Mooncake gently bats your hand a way. It’s a casual gesture, but one clearly designed to tell you, “I have razor sharp, retractable claws you know.”
You have That Thing Your Aunt Gave You Which You Don’t Know What It Is, a rubber chicken with a pulley in the middle, a laser pointer and a lardy cake.
>shine laser pointer at floor
Mooncake leaps down and chases the red dot like a cat chasing a laser pointer. Whilst she is distracted you quickly unclip the curious RFID tag from her neck.
>say to Thorin “unlock door with curious tag”
Thorin takes the RFID tag from you and waves it at the door. As if by magic a small flap swings open.
>climb through flap
The opening is too small.
>climb through flap
No, really – there’s no way you’ll get through there.
>climb through flap
You stick your head through the hole, followed by one arm. You are now wearing a door. (We did tell you, but you didn’t listen.)
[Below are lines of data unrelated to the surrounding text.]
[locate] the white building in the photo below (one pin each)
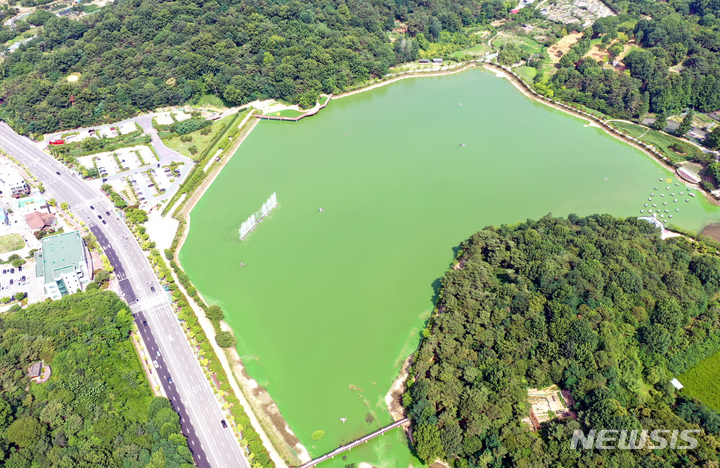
(12, 183)
(62, 265)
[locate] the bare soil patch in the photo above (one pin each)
(561, 47)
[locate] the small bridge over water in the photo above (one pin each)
(354, 443)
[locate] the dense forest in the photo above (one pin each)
(599, 306)
(97, 409)
(678, 66)
(143, 54)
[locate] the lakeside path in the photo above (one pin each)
(395, 392)
(409, 74)
(522, 87)
(257, 403)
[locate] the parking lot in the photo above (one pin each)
(15, 280)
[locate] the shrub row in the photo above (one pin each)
(198, 174)
(249, 438)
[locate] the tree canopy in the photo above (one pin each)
(96, 410)
(601, 307)
(142, 54)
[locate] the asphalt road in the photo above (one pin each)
(189, 391)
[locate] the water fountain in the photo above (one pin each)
(255, 218)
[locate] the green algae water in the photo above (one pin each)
(329, 303)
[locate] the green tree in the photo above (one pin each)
(686, 124)
(428, 443)
(225, 339)
(660, 121)
(713, 139)
(25, 432)
(215, 313)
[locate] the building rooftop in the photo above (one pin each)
(37, 220)
(59, 254)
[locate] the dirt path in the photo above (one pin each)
(522, 87)
(411, 74)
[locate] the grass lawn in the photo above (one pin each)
(10, 242)
(526, 73)
(200, 141)
(703, 381)
(286, 113)
(210, 100)
(661, 141)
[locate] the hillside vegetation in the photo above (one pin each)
(142, 54)
(676, 66)
(598, 305)
(97, 409)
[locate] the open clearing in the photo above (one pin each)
(561, 47)
(198, 140)
(10, 242)
(703, 381)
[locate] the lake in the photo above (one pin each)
(329, 303)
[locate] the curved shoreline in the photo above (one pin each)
(396, 390)
(404, 75)
(595, 122)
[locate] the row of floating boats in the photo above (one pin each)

>lubricate flap with lardy cake
You slather the fat-rich dough around the frame and then rub some on yourself for good measure. After some panicked wriggling you manage to squeeze through with only a few scrapes. You find yourself in an overgrown garden. The only exit is east through a small wooden gate.
*** CONGRATULATIONS, YOU HAVE ESCAPED!! ***
Your score is 3 of a possible 100, in 2493 moves. This score gives you the rank of complete and utter dullard.
Would you like to: RESTORE, RESTART or QUIT?